Words by Oliver Berry
While we’ll all be turning our thoughts to finding some sun, surf and summer sounds in the months ahead, spare a thought for those hard-working souls at Surfers Against Sewage (SAS). While the summer hots up, so does the workload at SAS headquarters. Summer is by far the organisation’s busiest period, and it’s also the season when the average beach-goer is most likely to get first-hand experience of the beneficial effects of some of the organisation’s campaigns.

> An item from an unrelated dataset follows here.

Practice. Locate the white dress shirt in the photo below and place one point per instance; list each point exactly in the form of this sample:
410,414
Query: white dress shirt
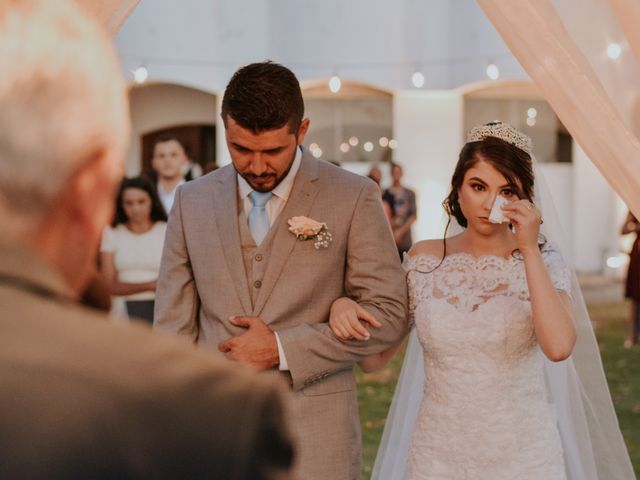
275,205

Following last month’s release of the Household Chemicals survey – a disturbing report which details the quantity of toxic substances washed into our waterways thanks to our devotion to shower gels and shampoos – SAS will be rolling out the initiative nationwide, aiming to educate consumers on the damaging effect their choice of consumer products has on the wider environment, and to persuade them of the benefits of buying more eco-friendly brands. The campaign has already attracted some high-profile coverage, and several demonstrations have recently been staged in its support – so SAS is hoping to see some serious results over the coming months.
Unfortunately, one of the organisation’s other key campaigns has run into serious difficulties at the hands of the European Parliament. The joint SAS-Surfrider campaign on European Bathing Standards – a much-needed initiative to get the 30-year-old water quality standards updated to meet current WHO recommendations – was recently rejected at its second reading by Euro MPs, despite an original vote in October 2003 which overwhelmingly supported the campaign, and a petition of support containing more than 10,000 signatures. Richard Hardy, Campaigns Director at SAS, was deeply disappointed by the parliament’s unexpected U-turn. “Surfers are more than three times as likely to contract water-borne diseases, such as Hepatitis A, than other recreational water users. This vote has failed to protect those bathers most at risk from polluted water, and still allows one in every eight bathing waters across the EU to run health risks.” SAS and Surfrider will now look at the possibility of lobbying the European Commission for a new directive that protects recreational water uses across the EU.
On a more positive note, the SAS/Quiksilver Ecogrom Tour recently came to an end after several weeks of feverish beach-cleaning (and the odd spot of tag-team surfing). This new educational initiative brings together professional surfers and local children in an attempt to enhance their understanding of the marine environment, and the ways in which they can protect it against the threat of pollution. With stops in St Ives, Croyde, Jersey, Llangennith (Gower Peninsula), and Bundoran (Ireland), the tour has been one of the most successful SAS education programmes yet.
So while Europe dithers about cleaning up our sea waters and the world’s governments dawdles about tackling global warming, it’s good to know that there’s one organisation that’s really trying to make a difference – and it just happens to be right on our doorstep. Good on ya, SAS.